Akropolis'te çok sayıda efsane var, heykel ve dekorasyonlarda fiziksel olarak temsil edilmekteler. Çeşitli tanrı tasvirleri, devler ile Olimpiya tanrıları arasındaki savaşlar ve Athena'nın hayatından sahneler bulunuyor. Akropolis ile ilişkilendirilen mitoloji, yalnızca dönemin dini inançlarına ışık tutmakla kalmıyor, aynı zamanda Atina halkının sivil değerlerini ve kültürel kimliğini de yansıtıyor.

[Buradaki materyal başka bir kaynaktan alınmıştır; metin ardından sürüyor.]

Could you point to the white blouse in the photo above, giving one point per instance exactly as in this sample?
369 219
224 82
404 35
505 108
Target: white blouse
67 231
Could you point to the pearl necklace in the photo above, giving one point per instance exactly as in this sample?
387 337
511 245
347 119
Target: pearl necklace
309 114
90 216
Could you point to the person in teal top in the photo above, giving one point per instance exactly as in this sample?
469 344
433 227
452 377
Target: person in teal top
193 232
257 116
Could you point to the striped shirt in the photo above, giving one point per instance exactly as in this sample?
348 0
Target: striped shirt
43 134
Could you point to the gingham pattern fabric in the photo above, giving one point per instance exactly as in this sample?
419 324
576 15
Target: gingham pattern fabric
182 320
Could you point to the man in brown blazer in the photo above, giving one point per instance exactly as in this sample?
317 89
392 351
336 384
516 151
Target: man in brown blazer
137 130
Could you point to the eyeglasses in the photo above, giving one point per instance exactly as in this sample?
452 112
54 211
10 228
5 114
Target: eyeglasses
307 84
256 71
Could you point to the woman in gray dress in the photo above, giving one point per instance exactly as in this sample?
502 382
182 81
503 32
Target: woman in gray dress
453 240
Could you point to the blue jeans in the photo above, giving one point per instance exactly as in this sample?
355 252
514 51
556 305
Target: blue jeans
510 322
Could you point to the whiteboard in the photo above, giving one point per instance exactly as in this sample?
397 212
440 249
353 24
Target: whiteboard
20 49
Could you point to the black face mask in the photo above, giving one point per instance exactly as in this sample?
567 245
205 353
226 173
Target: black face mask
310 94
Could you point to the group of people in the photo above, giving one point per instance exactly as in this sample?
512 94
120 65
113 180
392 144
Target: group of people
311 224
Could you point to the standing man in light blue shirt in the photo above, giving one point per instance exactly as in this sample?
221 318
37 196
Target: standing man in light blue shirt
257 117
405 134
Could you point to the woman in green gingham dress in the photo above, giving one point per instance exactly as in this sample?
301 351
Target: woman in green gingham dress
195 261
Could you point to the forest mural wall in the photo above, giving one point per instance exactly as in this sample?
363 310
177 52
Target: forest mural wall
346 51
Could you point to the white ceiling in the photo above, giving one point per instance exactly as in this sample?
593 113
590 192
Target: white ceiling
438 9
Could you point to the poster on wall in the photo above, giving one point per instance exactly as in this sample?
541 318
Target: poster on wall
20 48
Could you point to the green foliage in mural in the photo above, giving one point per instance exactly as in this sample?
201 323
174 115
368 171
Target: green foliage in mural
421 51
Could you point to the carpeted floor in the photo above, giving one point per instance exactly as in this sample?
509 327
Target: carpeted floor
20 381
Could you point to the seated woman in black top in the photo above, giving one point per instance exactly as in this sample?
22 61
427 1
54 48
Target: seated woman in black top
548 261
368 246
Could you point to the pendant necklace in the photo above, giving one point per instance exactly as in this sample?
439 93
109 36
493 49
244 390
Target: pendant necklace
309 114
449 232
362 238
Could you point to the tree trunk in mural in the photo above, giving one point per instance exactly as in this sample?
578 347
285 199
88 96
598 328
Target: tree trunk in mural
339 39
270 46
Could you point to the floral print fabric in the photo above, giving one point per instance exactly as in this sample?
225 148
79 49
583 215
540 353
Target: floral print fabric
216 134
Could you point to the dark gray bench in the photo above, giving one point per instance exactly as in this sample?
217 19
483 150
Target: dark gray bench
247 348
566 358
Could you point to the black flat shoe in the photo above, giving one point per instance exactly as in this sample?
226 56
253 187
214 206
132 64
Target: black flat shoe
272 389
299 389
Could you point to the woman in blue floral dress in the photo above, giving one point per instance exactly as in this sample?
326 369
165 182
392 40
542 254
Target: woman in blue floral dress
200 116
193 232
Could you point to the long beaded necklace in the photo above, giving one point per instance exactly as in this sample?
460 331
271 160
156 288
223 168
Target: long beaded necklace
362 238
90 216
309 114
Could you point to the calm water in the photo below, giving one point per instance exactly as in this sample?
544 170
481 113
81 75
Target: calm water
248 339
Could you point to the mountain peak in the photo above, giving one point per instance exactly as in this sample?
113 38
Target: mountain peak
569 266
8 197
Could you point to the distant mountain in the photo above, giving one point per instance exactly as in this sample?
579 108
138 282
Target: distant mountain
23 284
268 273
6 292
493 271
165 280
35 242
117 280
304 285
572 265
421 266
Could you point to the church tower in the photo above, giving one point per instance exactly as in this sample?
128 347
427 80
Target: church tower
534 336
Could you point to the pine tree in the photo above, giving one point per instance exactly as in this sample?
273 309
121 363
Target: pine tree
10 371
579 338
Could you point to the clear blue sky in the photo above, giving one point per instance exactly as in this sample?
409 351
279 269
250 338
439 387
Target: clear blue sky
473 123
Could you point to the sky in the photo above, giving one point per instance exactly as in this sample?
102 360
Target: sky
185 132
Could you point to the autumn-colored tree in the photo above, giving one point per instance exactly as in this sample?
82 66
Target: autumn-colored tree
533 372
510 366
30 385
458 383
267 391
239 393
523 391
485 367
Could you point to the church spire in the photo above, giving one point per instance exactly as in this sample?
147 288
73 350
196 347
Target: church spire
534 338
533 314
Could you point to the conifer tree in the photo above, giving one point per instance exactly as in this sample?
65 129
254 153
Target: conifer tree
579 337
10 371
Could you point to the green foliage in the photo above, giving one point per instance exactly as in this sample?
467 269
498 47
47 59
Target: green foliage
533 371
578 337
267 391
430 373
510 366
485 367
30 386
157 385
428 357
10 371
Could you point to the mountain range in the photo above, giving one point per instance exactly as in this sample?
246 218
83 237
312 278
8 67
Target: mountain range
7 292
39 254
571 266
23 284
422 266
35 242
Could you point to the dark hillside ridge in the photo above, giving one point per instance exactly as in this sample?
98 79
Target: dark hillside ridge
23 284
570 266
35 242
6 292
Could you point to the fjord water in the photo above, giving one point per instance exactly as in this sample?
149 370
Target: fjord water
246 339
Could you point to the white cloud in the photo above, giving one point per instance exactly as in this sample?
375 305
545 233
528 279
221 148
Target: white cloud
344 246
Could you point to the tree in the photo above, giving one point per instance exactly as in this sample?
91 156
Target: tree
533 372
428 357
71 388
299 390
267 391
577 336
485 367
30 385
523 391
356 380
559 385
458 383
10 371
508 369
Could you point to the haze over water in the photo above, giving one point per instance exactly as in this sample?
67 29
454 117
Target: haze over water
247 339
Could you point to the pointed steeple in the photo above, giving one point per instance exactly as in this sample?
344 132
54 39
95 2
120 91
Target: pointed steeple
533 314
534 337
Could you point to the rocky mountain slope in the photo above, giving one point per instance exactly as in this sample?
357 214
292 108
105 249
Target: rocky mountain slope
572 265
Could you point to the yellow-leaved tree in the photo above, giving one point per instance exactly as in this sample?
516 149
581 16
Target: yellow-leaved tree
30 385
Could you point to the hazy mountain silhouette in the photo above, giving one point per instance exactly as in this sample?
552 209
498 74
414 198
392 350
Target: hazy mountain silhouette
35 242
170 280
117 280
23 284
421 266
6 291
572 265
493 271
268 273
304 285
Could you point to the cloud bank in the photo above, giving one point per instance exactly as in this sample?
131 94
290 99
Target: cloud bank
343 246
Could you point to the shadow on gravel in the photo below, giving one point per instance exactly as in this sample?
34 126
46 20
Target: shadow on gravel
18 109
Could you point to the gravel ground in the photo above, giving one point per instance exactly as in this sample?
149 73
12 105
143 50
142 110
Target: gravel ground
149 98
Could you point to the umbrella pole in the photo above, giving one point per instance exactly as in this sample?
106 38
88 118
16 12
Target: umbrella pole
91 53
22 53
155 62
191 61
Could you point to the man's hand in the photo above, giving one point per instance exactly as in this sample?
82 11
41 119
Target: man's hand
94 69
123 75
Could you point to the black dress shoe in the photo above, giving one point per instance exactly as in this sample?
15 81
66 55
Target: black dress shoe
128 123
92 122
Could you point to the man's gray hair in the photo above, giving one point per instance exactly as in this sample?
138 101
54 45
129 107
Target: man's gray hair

“Atina şehri yeni kurulmaktadır ve şehrin tanrısının kim olacağına karar vermek için bir yarışma düzenlenir. Bütün Olimpos tanrıları bir araya gelirler. Finale iki tanrı kalır: denizler, atlar ve depremler tanrısı Poseidon ile zeka, sanat, strateji, ilham ve barış tanrıçası Athena. Şehre en büyük hediyeyi verecek olanı şehrin tanrısı olmasına karar verilir. İlk olarak kendinden emin Poseidon öne çıkar. Meşhur üç dişli yabasını yere vurur ve yer yarılarak bir at ortaya çıkar. Poseidon atı herkese göstererek “Bu evcil bir attır, sizi istediğiniz yere götürür ve yüklerinizi de taşır” der. Bütün tanrılar büyülenmiştir bu hayvan karşısında (Bir diğer versiyonunda ise yerden su fışkırdığı ancak bunun Ege’nin tuzlu suyu olmasının hoş karşılanmadığı anlatılıyor). Athena ise küçük bir gülücük atar ve ünlü mızrağını yere saplar. Mızrağın saplandığı yerden bir filiz çıkar ve çok güzel bir zeytin ağacı olur. “Bu ağaç yüzyıllarca yaşar, meyveleri yeşilken yenir, olmadı saklarsınız kararır yine yenir, ezip yağını çıkarır yemek yaparsınız, aynı yağı yakar karanlığı aydınlatırsınız. Aynı zamanda bozulmaz ve bozulmasını istemediğiniz yiyecekleri yağında saklarsınız. Çekirdeğinden elyaf yaparsınız, ağacın dallarından odun elde edersiniz. Bu da benim size hediyem” der zeka ve strateji tanrıçası. Bütün tanrılar bakakalmıştır bu ağaca. Hepsi tebrik eder Athena’yı, artık şehir ona aittir. Şehrin ismine de Atina denecektir bundan sonra. Poseidon ise, belki de bir tanrıçaya yenilmekten, tüm siniriyle üç başlı mızrağını dağa fırlatır. Hala mızrağın izinin o dağda, Athena’nın o meşhur ağacının da Akropolis’te olduğuna inanılır bu topraklarda…”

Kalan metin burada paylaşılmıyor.